With this potential in mind, I suggest listening instead to the lyrics of Aretha Franklin: "R-E-S-P-E-C-T, find out what it means it to me."

As if that's not complicated enough, it can get worse. People's answers (about what indicates respect to them) can vary depending on circumstances—who's in the room, how recently they've eaten, whether there are unresolved trust issues with the speaker, whether it's morning or evening, how recently they've had sex, etc. While it may be borderline heroic to attempt to memorize everyone's preferences regarding respect—especially if your group is large—you can remember to ask when you're unsure of your footing. And almost everyone finds being asked what they want to be respectful—even if they're unsure of their answer.

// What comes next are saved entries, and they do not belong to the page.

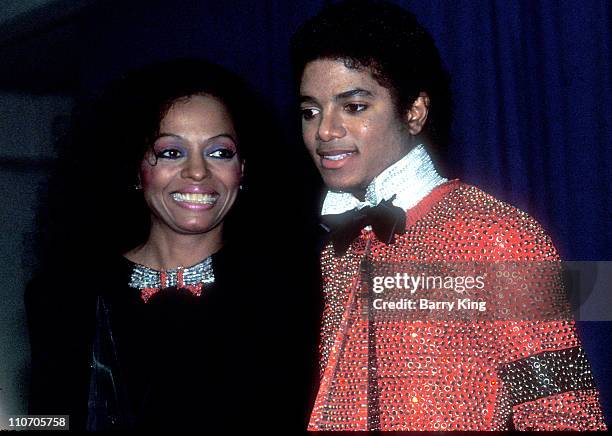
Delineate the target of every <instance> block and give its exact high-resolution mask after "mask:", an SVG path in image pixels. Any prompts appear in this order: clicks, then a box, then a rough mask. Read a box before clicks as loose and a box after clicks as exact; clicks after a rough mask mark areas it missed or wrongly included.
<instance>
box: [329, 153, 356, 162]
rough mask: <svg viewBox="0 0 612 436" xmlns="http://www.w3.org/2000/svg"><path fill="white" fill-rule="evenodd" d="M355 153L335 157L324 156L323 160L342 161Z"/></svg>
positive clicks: (337, 154)
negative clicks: (350, 155) (347, 156)
mask: <svg viewBox="0 0 612 436" xmlns="http://www.w3.org/2000/svg"><path fill="white" fill-rule="evenodd" d="M351 154H353V153H342V154H334V155H328V156H323V159H329V160H342V159H344V158H345V157H347V156H350V155H351Z"/></svg>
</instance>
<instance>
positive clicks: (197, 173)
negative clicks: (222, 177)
mask: <svg viewBox="0 0 612 436" xmlns="http://www.w3.org/2000/svg"><path fill="white" fill-rule="evenodd" d="M181 175H182V176H183V177H185V178H190V179H193V180H202V179H203V178H205V177H206V176H207V175H208V168H207V167H206V159H204V157H203V156H201V155H199V154H197V155H192V156H190V157H189V158H188V159H187V161H186V162H185V166H184V168H183V170H182V172H181Z"/></svg>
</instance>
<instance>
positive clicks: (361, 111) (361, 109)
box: [344, 103, 368, 112]
mask: <svg viewBox="0 0 612 436" xmlns="http://www.w3.org/2000/svg"><path fill="white" fill-rule="evenodd" d="M367 108H368V106H367V105H365V104H362V103H349V104H347V105H346V106H344V110H345V111H347V112H362V111H364V110H366V109H367Z"/></svg>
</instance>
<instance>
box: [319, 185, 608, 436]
mask: <svg viewBox="0 0 612 436" xmlns="http://www.w3.org/2000/svg"><path fill="white" fill-rule="evenodd" d="M406 218H407V220H406V231H405V233H404V234H401V235H398V236H396V239H395V240H394V241H393V243H391V244H389V245H386V244H384V243H382V242H380V241H379V240H378V239H377V238H376V236H375V235H374V234H373V232H371V231H369V230H366V229H364V230H363V231H362V233H361V235H360V237H359V238H357V239H356V240H355V241H353V243H352V245H351V246H350V247H349V249H348V251H347V252H346V253H345V254H343V255H341V256H336V255H335V254H334V250H333V247H332V246H331V244H328V245H327V247H326V248H325V249H324V251H323V253H322V257H321V265H322V274H323V287H324V289H323V291H324V299H325V307H324V311H323V320H322V328H321V343H320V353H321V362H320V363H321V383H320V387H319V391H318V394H317V397H316V400H315V405H314V408H313V411H312V415H311V418H310V424H309V430H377V429H380V430H405V431H409V430H431V431H436V430H511V429H517V430H530V429H542V430H553V429H554V430H564V429H572V430H601V429H605V423H604V421H603V415H602V412H601V408H600V404H599V393H598V391H597V389H596V387H595V384H594V382H593V378H592V375H591V372H590V366H589V364H588V362H587V360H586V357H585V355H584V352H583V351H582V348H581V346H580V341H579V339H578V336H577V335H576V331H575V328H574V324H573V322H572V321H571V318H570V317H567V318H561V317H554V316H551V317H548V318H547V317H545V316H542V317H541V318H538V317H537V316H536V317H534V316H533V314H534V313H535V314H537V313H544V312H546V311H547V310H548V308H549V307H552V306H555V305H556V306H558V307H561V306H563V301H564V300H563V298H561V299H559V298H558V295H557V293H556V291H555V292H553V291H551V289H556V290H559V289H561V290H562V285H559V281H558V276H557V277H555V273H554V271H553V273H552V275H550V274H549V275H548V276H546V274H544V275H540V276H539V278H538V279H537V280H535V281H534V277H531V276H530V275H529V274H526V271H527V270H528V268H527V267H525V268H526V269H525V270H523V271H521V267H519V268H518V270H515V271H514V274H509V275H508V274H506V277H505V278H504V276H503V274H501V273H499V275H500V277H501V278H504V280H506V281H505V282H504V284H503V285H501V286H500V283H499V282H498V283H497V284H496V285H495V290H494V292H493V294H495V295H497V293H498V292H499V297H500V298H501V297H502V296H503V291H504V290H505V291H510V292H509V293H507V294H506V297H508V296H510V297H511V300H512V302H513V305H514V306H513V307H515V308H517V307H518V308H519V309H520V310H524V311H525V313H523V314H522V316H519V317H514V318H512V317H507V318H505V319H501V318H493V317H491V318H488V319H487V318H486V317H484V318H482V317H481V318H480V319H476V318H474V319H473V320H469V319H468V320H466V319H451V318H448V319H444V318H443V317H442V318H440V317H438V318H435V319H433V318H431V317H430V318H425V319H409V318H408V317H402V316H395V317H393V316H391V317H388V318H384V317H382V318H381V317H378V318H377V317H376V316H374V315H373V311H372V309H371V304H372V299H371V298H372V297H371V296H372V295H373V294H372V292H370V290H371V286H372V280H371V279H372V277H371V275H372V271H375V270H376V268H377V267H379V266H381V265H383V264H390V263H391V264H393V263H396V264H398V265H399V264H402V262H424V263H428V262H450V263H452V262H466V261H480V262H485V263H489V264H491V265H493V264H495V265H498V266H499V265H501V264H502V263H503V262H507V261H513V262H524V263H525V264H529V265H532V264H537V265H541V263H540V262H544V263H546V262H549V263H552V264H558V261H559V257H558V254H557V253H556V250H555V248H554V247H553V245H552V243H551V240H550V238H549V237H548V236H547V235H546V234H545V232H544V231H543V230H542V228H541V227H540V226H539V224H538V223H537V222H536V221H535V220H533V219H532V218H531V217H529V216H528V215H527V214H525V213H524V212H521V211H519V210H517V209H516V208H514V207H512V206H509V205H507V204H505V203H503V202H501V201H499V200H496V199H495V198H493V197H492V196H490V195H488V194H486V193H484V192H482V191H480V190H479V189H477V188H475V187H473V186H469V185H466V184H464V183H461V182H459V181H451V182H447V183H444V184H442V185H440V186H438V187H437V188H435V189H434V190H433V191H432V192H431V193H430V194H429V195H427V196H426V197H425V198H424V199H423V200H422V201H421V202H420V203H419V204H417V206H415V207H414V208H412V209H410V210H408V212H407V214H406ZM542 283H544V285H542ZM502 288H503V289H502ZM534 295H535V296H534ZM498 309H499V306H498ZM520 310H519V313H520ZM415 312H416V311H415ZM448 313H450V312H448Z"/></svg>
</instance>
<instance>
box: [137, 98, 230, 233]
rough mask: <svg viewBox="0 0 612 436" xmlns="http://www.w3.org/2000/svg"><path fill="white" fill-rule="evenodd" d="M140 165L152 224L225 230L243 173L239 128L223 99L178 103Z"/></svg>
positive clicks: (142, 160) (191, 232) (198, 230)
mask: <svg viewBox="0 0 612 436" xmlns="http://www.w3.org/2000/svg"><path fill="white" fill-rule="evenodd" d="M159 131H160V134H159V136H158V137H157V139H156V140H155V143H154V145H153V148H152V150H149V151H147V153H146V154H145V156H144V159H143V160H142V163H141V165H140V176H141V180H142V187H143V191H144V197H145V200H146V202H147V204H148V206H149V209H150V210H151V214H152V224H153V228H155V226H162V227H166V228H169V229H171V230H173V231H174V232H177V233H180V234H201V233H206V232H208V231H210V230H212V229H218V231H221V229H222V226H220V225H219V224H221V223H222V221H223V219H224V217H225V215H226V214H227V212H229V210H230V209H231V207H232V205H233V204H234V201H235V200H236V196H237V194H238V189H239V186H240V180H241V178H242V163H241V161H240V159H239V157H238V153H237V152H238V149H237V145H236V140H237V139H236V131H235V129H234V124H233V122H232V119H231V118H230V115H229V113H228V111H227V109H226V107H225V105H224V104H223V103H221V102H220V101H219V100H217V99H216V98H214V97H211V96H200V95H195V96H191V97H189V98H187V99H184V100H183V99H181V100H178V101H177V102H175V103H174V104H173V105H172V107H171V108H170V110H169V111H168V113H167V114H166V116H165V117H164V118H163V120H162V121H161V124H160V129H159Z"/></svg>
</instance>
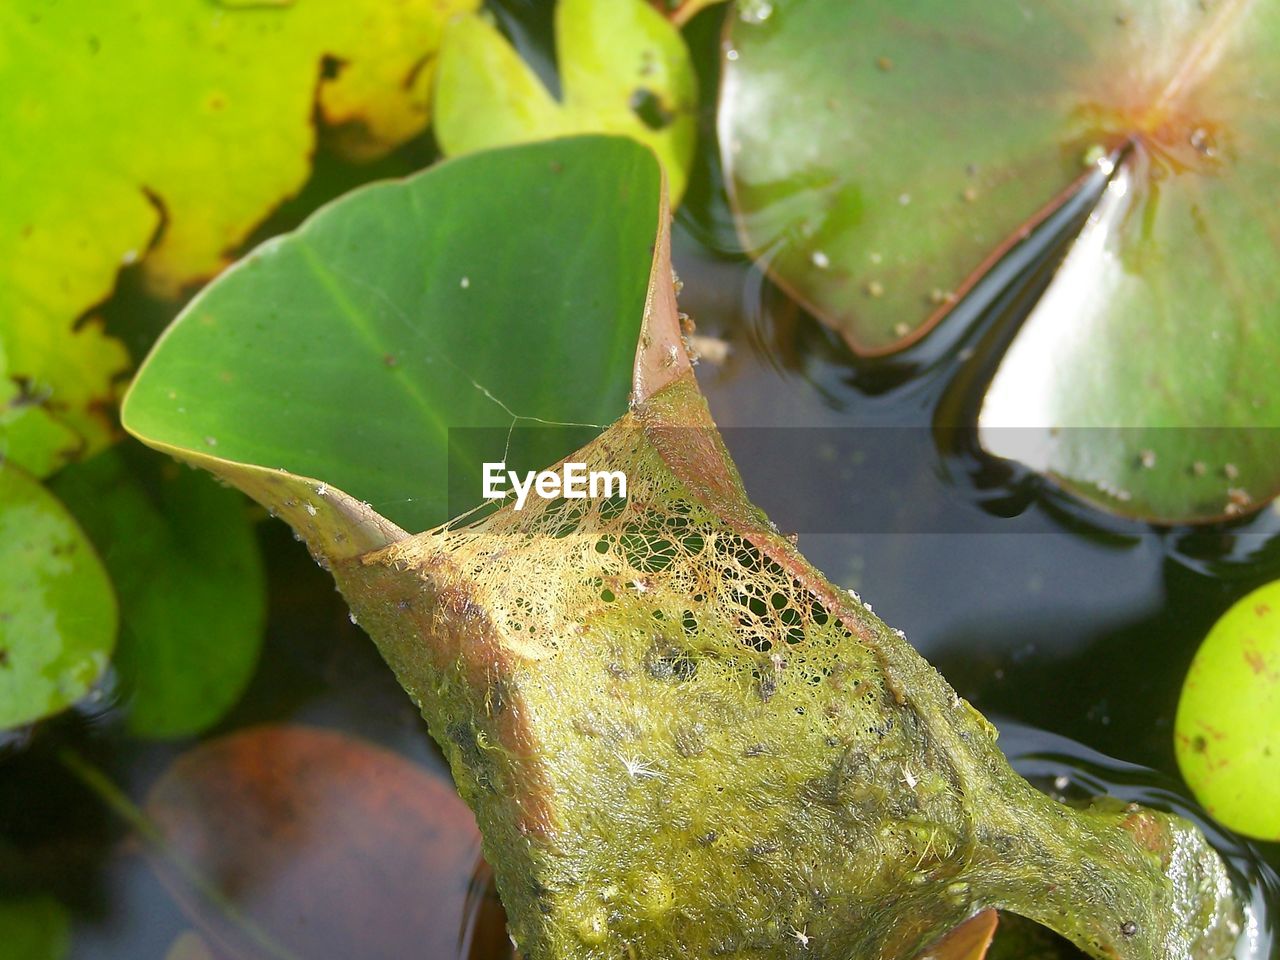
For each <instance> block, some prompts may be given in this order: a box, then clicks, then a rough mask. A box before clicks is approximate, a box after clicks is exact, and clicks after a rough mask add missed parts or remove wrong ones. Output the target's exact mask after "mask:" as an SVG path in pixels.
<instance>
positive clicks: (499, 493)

Switching perspectives, there is another important angle on the question of respect: what constitutes respect for the group? For the most part this is viewed as following the group norms or agreements about appropriate behavior. This, of course, comes in many flavors:
o  Doing the work you agreed to do in a timely way and to a reasonable standard of quality.
o  Being appropriately self-disciplined in meetings (Hint: what's wanted in plenary is not the same as in informal conversation, on the phone, or at the dinner table).
o  Following group guidelines about how to give critical feedback to one another.
o  Doing your homework about topics before the meeting at which it will be discussed.
o  Making a good faith effort to resolve tensions directly with people you're struggling with.
o  Listening fully to what others have to say and seriously considering it—especially when their views are different than yours.
o  Doing your best to have your children and pets operate within group-established boundaries of acceptable behavior.
o  Coming across as genuinely contrite when you fuck up.

I point this out because it's not uncommon for problems with what is viewed as inappropriate behavior to carry two components: a) the incident itself; and b) the sense that you've let the group down, and acted selfishly or immaturely. It's a double wound, and if there are two cuts, then both need to be cleansed before the healing can begin.